# Solutions for Inference
Given what we discussed in the previous section, we have found ourselves in a difficult situation. What we *want* is a framework where we can have any form of covariance structure to accurately represent the data-generating process. This would allow us to model any type of repeated measures experiment, irrespective of its complexity. However, the inferential devices used by the normal linear model simply *do not allow this*. The emphasis on *knowing* the sampling distribution of the estimates in order to calculate $p$-values and confidence intervals has backed us into a corner. Once the very specific conditions that allow these to be calculated are gone, so too is the whole inferential machinery. In a way, this demonstrates how *fragile* these methods are. 

So, we have two options available to us. One is to simply give up and spend our whole lives restricting inference to only those datasets where the classical results to still apply.
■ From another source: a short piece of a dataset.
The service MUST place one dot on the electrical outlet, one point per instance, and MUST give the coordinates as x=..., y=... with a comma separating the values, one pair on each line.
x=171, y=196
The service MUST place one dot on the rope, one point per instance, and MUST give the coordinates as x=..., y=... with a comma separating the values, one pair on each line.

The other is that we try and find a way forward, acknowledging that *no* perfect solution is going to exist. 

Clearly, our plan is to push forward with the *second option*, but it is important to understand from the very beginning that we are making a *comprise*. We want to develop much better *models* that describe *where the data came from* and can make better *predictions* of future data. In order to do so, we have to accept that we have left the clean world of the normal linear model and our inference *will become approximate*. This can be an uncomfortable conclusion, but it is the reality of the situation we are in.

## Option 1 - Pretend that $\boldsymbol{\Sigma}$ is Known
In terms of trying to push forward, in spite of all these complexities, our first option is to simply assume that *we know* $\boldsymbol{\Sigma}$. Of course, we *do not*, that is the whole problem we are trying to address. However, if we simply assume that we have got $\boldsymbol{\Sigma}$ correct, pretty much all the problems highlighted previously *disappear*. In general, there are three ways this is realised in practice. We can choose to:

- Treat our estimate as the true value and ignore everything else
- Treat our estimate as the true value, but *only* because we have enough data that the uncertainty has disappeared
- Treat our estimate as the true value, but only for the purpose of trying to *simulate* the uncertainty

Each of these corresponds to different approaches we will see being applied across different packages in `R`. So, given that we will see examples of each of these, we will now discuss them in more detail.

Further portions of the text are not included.